Hereupon, ascidians, in particular those that belong to the suborder Phlebobranchia, are known to accumulate high levels of vanadium ions from seawater and reduce them to vanadium ions in the +3 oxidation state in their blood cells [11]. There appear to be from nine to eleven different types of blood cells that fall into six categories on the basis of their morphology: haemoblasts, lymphocytes, leucocytes, vacuolated cells, pigment cells and nephrocytes [12]. Vacuolated cells, accounted for about 80% of the total population of blood cells in A. sydneiensis samea, were further classified into at least 4 different types, signet ring cell, morula cell, compartment cell, and small compartment cell. Among which signet ring cells were identified as the vanadocytes that contained a high level of vanadium [13, 14]. For that reason, we have paid special attention to vacuolated cells [15, 16]. Thus, a monoclonal antibody, S4D5, which recognized the vanadocytes specifically was produced [17]. However, the problem about the cell lineage and localization of the vanadocytes in ascidians remains open.
The present experiments, employing immunocytochemical techniques and based on autonomous fluorescence emitted from each type of blood cell, were planned to examine the problem described above as the first step. It was consequently revealed that four different types of blood cells localized in different sites.
MATERIALS AND METHODS
Materials
Ascidians, Ascidia sydneiensis samea, were collected at the Otsuchi Marine Research Center, Ocean Research Institute, the University of Tokyo, at Iwate, Japan. The ascidians were maintained in an aquarium in our laboratory at 18°C.
Monoclonal Antibodies
In the present experiments, two kinds of monoclonal antibody, namely, S4D5 that was specific to signet ring cells, the so-called vanadocytes [14], and C2A4 that was specific to amoebocytes, were used to examine the localization of blood cells in the adult tissues.
C2A4 was prepared for the present set of experiments as follows. As described previously [17], blood cells were separated from serum by centrifugation at 300×g for 10 min and then suspended in 1 ml of ice-cold PBS (phosphate buffered saline), which consisted of 136.9 mM NaCl, 2.7 mM KCl, 10 mM Na2HPO4, and 1.8 mM KH2PO4, pH 7.2. The suspended cells were sonicated with an ultrasonicator (Sonics & Materials Inc., USA) at 40 kHz and 8 W for 10 sec and an aliquot of 0.5 ml of the sonicated suspension, which corresponded to 107 cells and contained about 20 mg of protein, was injected intraperitoneally into female BALB/c mice. Injections were repeated 4 times at intervals of 2 weeks to boost the titer of antibodies. The mice were sacrificed three days after the last injection. Blood and spleen were collected immediately. The blood was used for preparation of polyclonal antiserum and spleen cells were fused with myeloma cells by the protocol of Galfre et al. [18]. The fused cells (hybridomas) that produced antibodies were picked up one by one and cloned. The antibodies produced by the cloned hybridomas were assayed to obtain a monoclonal antibody that specifically recognized the vacuolar amoebocyte, which cell type was easily characterized by a number of large vacuoles, occasional lipid droplets, and a prominent broad ruffled membrane [19]. Thus, a monoclonal antibody, C2A4, was prepared.
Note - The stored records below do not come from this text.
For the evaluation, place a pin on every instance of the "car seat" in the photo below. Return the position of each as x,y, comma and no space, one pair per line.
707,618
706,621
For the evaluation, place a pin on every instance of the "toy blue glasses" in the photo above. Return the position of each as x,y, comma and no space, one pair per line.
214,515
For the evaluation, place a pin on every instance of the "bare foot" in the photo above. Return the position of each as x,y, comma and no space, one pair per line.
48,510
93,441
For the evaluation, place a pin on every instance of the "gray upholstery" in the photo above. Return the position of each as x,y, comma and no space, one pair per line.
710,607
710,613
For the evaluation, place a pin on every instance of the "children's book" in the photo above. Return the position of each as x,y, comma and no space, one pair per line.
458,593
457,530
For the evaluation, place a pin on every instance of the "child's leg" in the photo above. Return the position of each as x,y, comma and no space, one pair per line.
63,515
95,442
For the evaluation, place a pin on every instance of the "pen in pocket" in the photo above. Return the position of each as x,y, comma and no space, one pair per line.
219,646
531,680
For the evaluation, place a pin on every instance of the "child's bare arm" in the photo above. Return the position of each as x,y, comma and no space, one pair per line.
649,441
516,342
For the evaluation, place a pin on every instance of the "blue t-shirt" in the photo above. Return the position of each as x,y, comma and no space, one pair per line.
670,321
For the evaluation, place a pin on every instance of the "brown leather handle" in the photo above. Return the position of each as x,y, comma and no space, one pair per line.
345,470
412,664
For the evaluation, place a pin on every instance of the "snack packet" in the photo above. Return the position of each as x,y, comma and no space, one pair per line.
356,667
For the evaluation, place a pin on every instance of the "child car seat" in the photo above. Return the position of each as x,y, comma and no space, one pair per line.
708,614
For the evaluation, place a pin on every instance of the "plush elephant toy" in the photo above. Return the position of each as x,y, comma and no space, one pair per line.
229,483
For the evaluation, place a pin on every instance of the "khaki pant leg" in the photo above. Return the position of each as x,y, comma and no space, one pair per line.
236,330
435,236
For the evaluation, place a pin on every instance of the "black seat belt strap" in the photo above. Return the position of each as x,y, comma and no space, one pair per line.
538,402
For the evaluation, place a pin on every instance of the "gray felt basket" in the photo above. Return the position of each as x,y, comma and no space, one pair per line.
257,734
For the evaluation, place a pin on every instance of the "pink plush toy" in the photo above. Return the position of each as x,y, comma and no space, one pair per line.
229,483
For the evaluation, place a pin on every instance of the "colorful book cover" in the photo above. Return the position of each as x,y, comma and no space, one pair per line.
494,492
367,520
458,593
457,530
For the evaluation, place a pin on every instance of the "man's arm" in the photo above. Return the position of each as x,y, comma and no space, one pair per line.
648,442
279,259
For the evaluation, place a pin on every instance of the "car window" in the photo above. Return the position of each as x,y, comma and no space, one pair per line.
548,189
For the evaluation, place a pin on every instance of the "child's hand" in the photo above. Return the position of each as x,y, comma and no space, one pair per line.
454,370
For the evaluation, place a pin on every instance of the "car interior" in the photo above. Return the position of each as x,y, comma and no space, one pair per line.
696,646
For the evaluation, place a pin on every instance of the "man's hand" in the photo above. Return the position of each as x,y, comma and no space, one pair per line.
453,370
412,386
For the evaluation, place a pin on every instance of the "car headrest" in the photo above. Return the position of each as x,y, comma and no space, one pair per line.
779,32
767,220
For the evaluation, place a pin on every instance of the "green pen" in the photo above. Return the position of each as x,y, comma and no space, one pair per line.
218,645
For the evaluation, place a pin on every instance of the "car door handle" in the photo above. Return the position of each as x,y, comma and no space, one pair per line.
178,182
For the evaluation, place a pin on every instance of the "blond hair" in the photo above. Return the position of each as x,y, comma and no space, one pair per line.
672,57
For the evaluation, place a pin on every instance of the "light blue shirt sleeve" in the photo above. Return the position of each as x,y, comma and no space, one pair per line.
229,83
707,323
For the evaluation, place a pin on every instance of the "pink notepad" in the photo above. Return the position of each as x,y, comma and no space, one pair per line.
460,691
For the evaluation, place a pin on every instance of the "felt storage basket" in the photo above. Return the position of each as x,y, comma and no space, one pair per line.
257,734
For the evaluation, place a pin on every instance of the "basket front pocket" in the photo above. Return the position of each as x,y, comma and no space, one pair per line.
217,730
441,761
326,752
Immunohistochemical Localization of Vanadocytes and Amoebocytes
Adult ascidians, 2 to 3 cm in length, under anesthesia with L-menthol, were fixed in methanol for 15 min at −20°C and then in ethanol for 15 minutes at −20°C. Fixed samples were embedded in polyester wax (BDH Chemicals Ltd., England). These samples were serially sectioned at 4 μm from the anterior to the posterior end in transverse sections and the sectioned samples were then mounted on micro-coverslips. After removal of the polyester wax with absolute ethanol, the micro-coverslips were washed three times with PBS and were then immersed in 100 μl of S4D5 or C2A4 hybridoma culture medium for 1 hr at room temperature. As controls, some coverslips were immersed in the antiserum and in non-immune serum.
Each coverslip was washed with PBS for 30 min at room temperature, and was then incubated for 30 min with 6 μl of fluorescein isothiocyanate-conjugated antibodies prepared in sheep against mouse IgG (Organon Teknica Co., Philadelphia, USA), which had been diluted 100-fold in PBS. Then, the coverslips were washed with PBS for 30 minutes at room temperature and mounted in 80% glycerol. Samples were examined under a Nomarski differentialinterference microscope equipped with an epifluorescence optic unit (Olympus Co., Ltd., Tokyo, Japan).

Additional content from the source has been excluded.